A look back to Jerome Kerwin can serve as a reminder to us how long we have waited for Pope Francis’ call to engage the church as a kind of political community through the synodal process—one rich with possibility, but only if we are ready for it. As a graduate student at Columbia University, Kerwin wrote his master’s thesis about the Council of Basel, which took place between 1431 and 1445. The council was a disaster: The main issue was what historians call conciliarism, the idea that a council made up of bishops could function as a sort of legislative assembly while the pope is merely an executive who carries out what the council decides. In plain fact, what Basel proposed was a sort of democratic representation in the church that would have sidelined the pope’s authority.

Not only did Pope Eugene IV strenuously object (futilely trying to dissolve the council, but no one would go home), but the political machinations of the feudal powers who all had interests at stake in the church collided with the messiness that you’ll find in any democratic process or legislative assembly. Basel fizzled out in 1445, and Kerwin’s appraisal was tart: “Democracy in the Church had its trial at Basel; unfortunately it lent itself to the selfish, nationalistic desires of [those who attended].” The selfish motives of interested parties kept conciliarism from becoming the model for the church, and that was that.

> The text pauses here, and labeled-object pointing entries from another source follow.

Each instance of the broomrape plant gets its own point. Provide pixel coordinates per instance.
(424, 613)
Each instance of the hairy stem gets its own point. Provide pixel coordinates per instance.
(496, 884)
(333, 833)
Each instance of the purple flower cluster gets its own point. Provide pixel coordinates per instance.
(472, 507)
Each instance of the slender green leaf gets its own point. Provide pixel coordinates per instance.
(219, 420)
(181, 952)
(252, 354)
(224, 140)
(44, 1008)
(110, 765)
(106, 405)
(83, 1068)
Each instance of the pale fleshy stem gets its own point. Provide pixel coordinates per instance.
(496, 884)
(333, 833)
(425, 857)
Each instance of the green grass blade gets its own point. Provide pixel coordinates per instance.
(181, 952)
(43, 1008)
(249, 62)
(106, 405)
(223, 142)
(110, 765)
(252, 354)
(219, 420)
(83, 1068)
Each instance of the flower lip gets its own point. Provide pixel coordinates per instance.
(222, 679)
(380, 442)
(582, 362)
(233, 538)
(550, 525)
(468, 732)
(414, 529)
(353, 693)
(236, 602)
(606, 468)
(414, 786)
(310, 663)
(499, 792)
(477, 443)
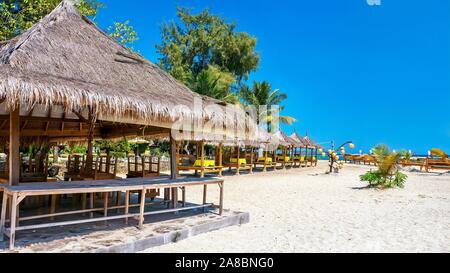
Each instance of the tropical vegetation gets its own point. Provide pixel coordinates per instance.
(16, 16)
(202, 50)
(388, 174)
(207, 54)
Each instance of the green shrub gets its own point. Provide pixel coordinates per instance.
(388, 174)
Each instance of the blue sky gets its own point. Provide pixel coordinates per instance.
(371, 74)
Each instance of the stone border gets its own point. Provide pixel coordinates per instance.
(176, 236)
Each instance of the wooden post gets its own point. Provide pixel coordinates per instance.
(175, 197)
(127, 205)
(221, 185)
(220, 158)
(183, 196)
(12, 235)
(105, 204)
(90, 155)
(202, 170)
(173, 158)
(238, 168)
(142, 209)
(251, 160)
(265, 160)
(205, 190)
(91, 204)
(14, 143)
(3, 216)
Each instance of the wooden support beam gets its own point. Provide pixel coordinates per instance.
(14, 143)
(173, 158)
(202, 171)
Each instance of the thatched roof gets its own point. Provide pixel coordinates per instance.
(66, 60)
(301, 140)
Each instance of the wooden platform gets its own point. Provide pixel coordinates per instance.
(16, 194)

The church can be lived in as a republic or a political community, but it still must be a community based on faith.

A community based on faith

I mention Kerwin and Basel this way because of something Pope Francis said in October 2015 when the Synod on the Family got underway: "The synod is not a parliament, where in order to reach consensus we start to negotiate, making deals and compromises. The lone method in the synod is to listen to the Holy Spirit.”

This is a significant point. It is important to think of the church as a kind of political community, as much as it is also good and important for us to hold politics itself in esteem and to see it as something noble, dignified and honorable. But for as much as the church is and can be lived in as a political community or a sort of republic, it is not a political community in exactly the same way as the Dominion of Canada or the United States of America or the United Kingdom. Those other political communities are political communities based on reason and interest. The church can be lived in as a republic or a political community, but it still must be a community based on faith.

This is why what Pope Francis has said about the method of the synod is so important: “to listen to the Holy Spirit,” who in fact is the legislator and the executive and the judiciary, while we each are full citizens. In other words, I am saying that this synodal church we are invited to become still depends on us. It depends on our seeing the church as a republic of faith, a place where we gather and discern and listen together all as equals. It depends on not bringing our own interests and reasons and agendas to the church. And that can be very difficult.

This, however, is the challenge that Pope Francis is inviting us to accept, the challenge to live the mature faith that Jerome Kerwin hoped one day we would reach. Whether purification comes or frustration continues, that is entirely up to us.